As the anniversary of last year’s deadly ethnic rioting in Urumqi approaches, thousands of surveillance cameras have been installed across the city as part of a security clampdown that has also seen Xinjiang recruit 5,000 more police. The cameras, which have ‘riot-proof’ casings, have been installed at bus stops, schools, shopping malls and in more than 4,000 other public places in Urumqi, according to Xinhua. More than 3,000 buses have also been fitted with the cameras, which are being monitored by police around the clock.

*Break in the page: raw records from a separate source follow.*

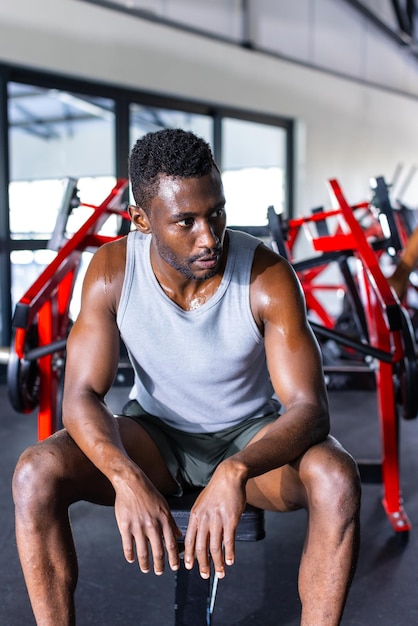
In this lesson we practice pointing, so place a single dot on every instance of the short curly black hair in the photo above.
(171, 152)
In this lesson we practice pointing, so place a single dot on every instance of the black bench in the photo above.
(195, 596)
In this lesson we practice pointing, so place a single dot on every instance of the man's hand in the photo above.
(213, 522)
(145, 521)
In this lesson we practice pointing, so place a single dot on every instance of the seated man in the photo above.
(215, 325)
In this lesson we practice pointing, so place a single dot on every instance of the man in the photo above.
(214, 322)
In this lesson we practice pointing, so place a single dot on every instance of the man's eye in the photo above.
(188, 221)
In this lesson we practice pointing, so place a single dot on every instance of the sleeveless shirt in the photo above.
(201, 370)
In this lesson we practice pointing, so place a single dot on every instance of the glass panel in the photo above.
(54, 136)
(254, 170)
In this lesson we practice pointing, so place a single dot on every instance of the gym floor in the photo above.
(261, 589)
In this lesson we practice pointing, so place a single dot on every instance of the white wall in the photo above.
(346, 129)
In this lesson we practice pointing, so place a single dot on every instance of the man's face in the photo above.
(188, 221)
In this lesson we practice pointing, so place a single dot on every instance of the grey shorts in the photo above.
(193, 457)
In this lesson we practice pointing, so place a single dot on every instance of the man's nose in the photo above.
(207, 237)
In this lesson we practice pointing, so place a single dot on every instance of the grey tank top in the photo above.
(201, 370)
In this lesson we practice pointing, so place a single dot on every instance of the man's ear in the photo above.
(139, 219)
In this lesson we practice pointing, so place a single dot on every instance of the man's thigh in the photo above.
(286, 488)
(77, 478)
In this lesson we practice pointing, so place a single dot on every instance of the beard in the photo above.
(184, 266)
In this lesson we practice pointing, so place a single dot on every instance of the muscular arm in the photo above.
(295, 368)
(142, 514)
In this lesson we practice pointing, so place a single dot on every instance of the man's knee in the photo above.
(36, 475)
(332, 480)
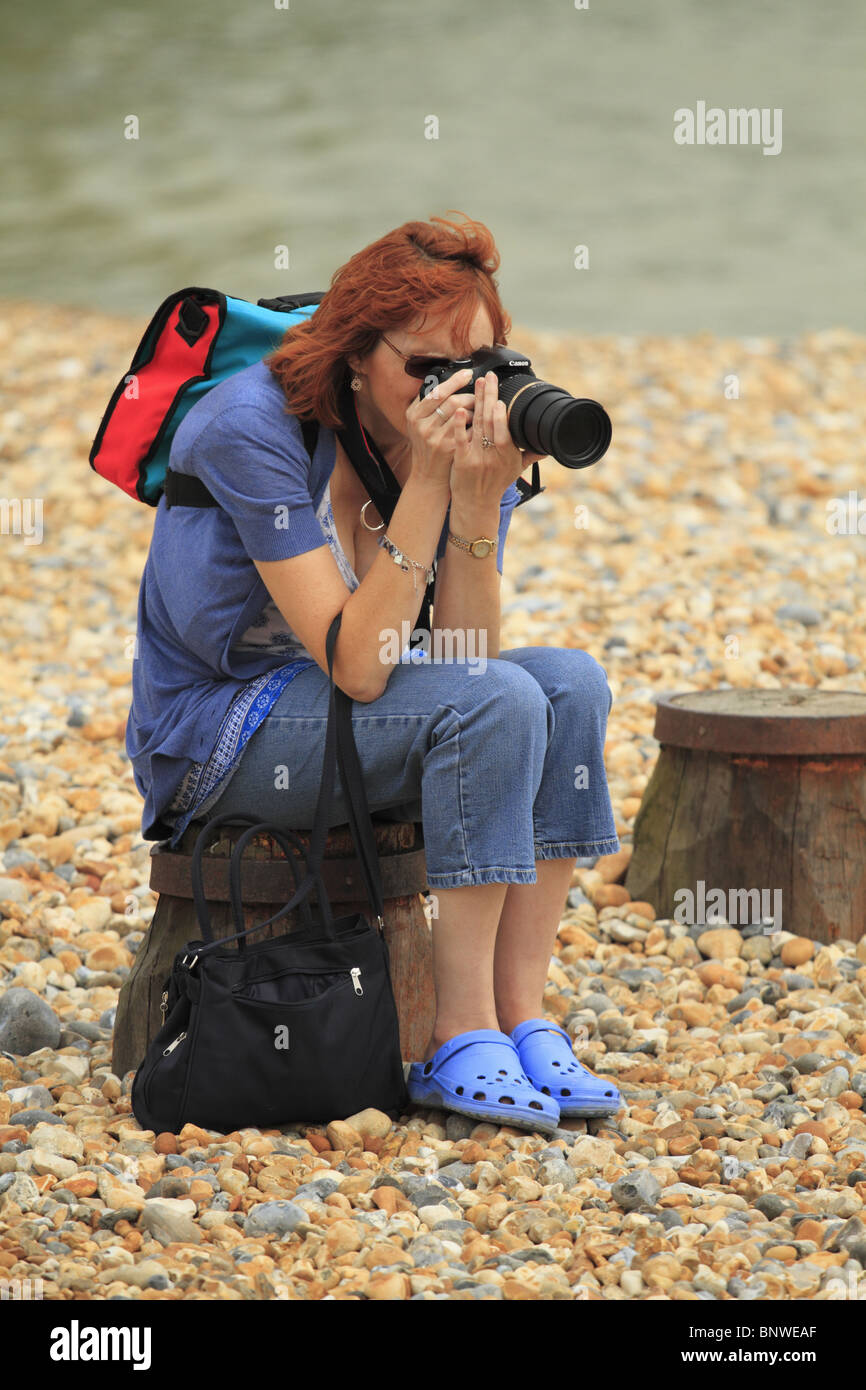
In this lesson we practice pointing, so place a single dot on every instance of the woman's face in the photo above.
(387, 389)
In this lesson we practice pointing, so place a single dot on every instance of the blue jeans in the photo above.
(502, 765)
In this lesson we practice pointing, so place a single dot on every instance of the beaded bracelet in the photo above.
(399, 558)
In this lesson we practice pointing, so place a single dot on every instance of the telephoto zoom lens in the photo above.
(548, 420)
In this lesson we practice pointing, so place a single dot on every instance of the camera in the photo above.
(541, 417)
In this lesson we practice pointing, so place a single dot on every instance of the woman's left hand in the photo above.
(478, 473)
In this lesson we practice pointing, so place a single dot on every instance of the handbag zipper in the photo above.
(173, 1045)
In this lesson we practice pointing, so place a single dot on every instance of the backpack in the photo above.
(195, 339)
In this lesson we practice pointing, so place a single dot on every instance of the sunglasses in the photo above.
(417, 364)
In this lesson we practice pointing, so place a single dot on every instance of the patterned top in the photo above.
(206, 781)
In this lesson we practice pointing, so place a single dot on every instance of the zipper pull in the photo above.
(173, 1045)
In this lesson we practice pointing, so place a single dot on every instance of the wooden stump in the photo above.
(758, 790)
(267, 884)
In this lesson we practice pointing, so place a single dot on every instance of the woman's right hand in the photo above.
(431, 431)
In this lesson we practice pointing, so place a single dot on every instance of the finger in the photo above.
(462, 434)
(442, 412)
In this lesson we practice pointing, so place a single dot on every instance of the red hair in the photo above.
(420, 267)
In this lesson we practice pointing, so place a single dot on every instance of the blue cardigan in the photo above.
(200, 590)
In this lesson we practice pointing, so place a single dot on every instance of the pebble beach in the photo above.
(704, 551)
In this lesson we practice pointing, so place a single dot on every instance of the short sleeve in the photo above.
(259, 471)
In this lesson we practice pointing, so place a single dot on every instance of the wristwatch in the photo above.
(480, 546)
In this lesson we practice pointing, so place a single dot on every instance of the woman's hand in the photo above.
(480, 474)
(430, 424)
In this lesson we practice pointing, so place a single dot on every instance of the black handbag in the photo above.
(299, 1027)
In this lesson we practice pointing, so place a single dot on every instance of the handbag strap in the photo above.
(339, 741)
(234, 877)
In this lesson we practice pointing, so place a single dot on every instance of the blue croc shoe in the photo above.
(548, 1059)
(480, 1075)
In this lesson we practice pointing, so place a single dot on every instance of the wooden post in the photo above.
(759, 790)
(267, 886)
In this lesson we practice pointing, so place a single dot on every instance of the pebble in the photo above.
(27, 1022)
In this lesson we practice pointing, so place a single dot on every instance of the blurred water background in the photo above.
(306, 127)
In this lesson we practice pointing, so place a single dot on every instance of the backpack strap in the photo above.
(185, 491)
(528, 489)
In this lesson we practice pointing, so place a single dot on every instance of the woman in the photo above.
(485, 752)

The clashes between local Uighurs and Han Chinese on July 5 last year left 197 people dead and more than 1,700 injured, the most serious outbreak of violence in decades in China’s restive western reaches. Police in the city have been conducting drills over the past month to deal with a possible similar recurrence of trouble, and have launched a crackdown in recent weeks on what is described as violent crime, stepping up street patrols and vehicle searches. This seems to have included the break up of a group that is said to have planned terrorist attacks in southern Xinjiang last year around the time of the Beijing Olympics and which were behind the attack on a police station in Kashgar in 2008. Authorities linked the group to the banned East Turkestan Islamic Movement, a nebulous pro-independence organization long vilified as a terrorist group by Beijing.
At the same time a propaganda campaign is underway to promote the plans for economic development in the natural-resource-rich province announced earlier this year. Authorities are determined the anniversary will pass without significant disturbance but relations between the Turkic-speaking Uighurs and the Han Chinese newcomers remain tense, and unsettling for Beijing.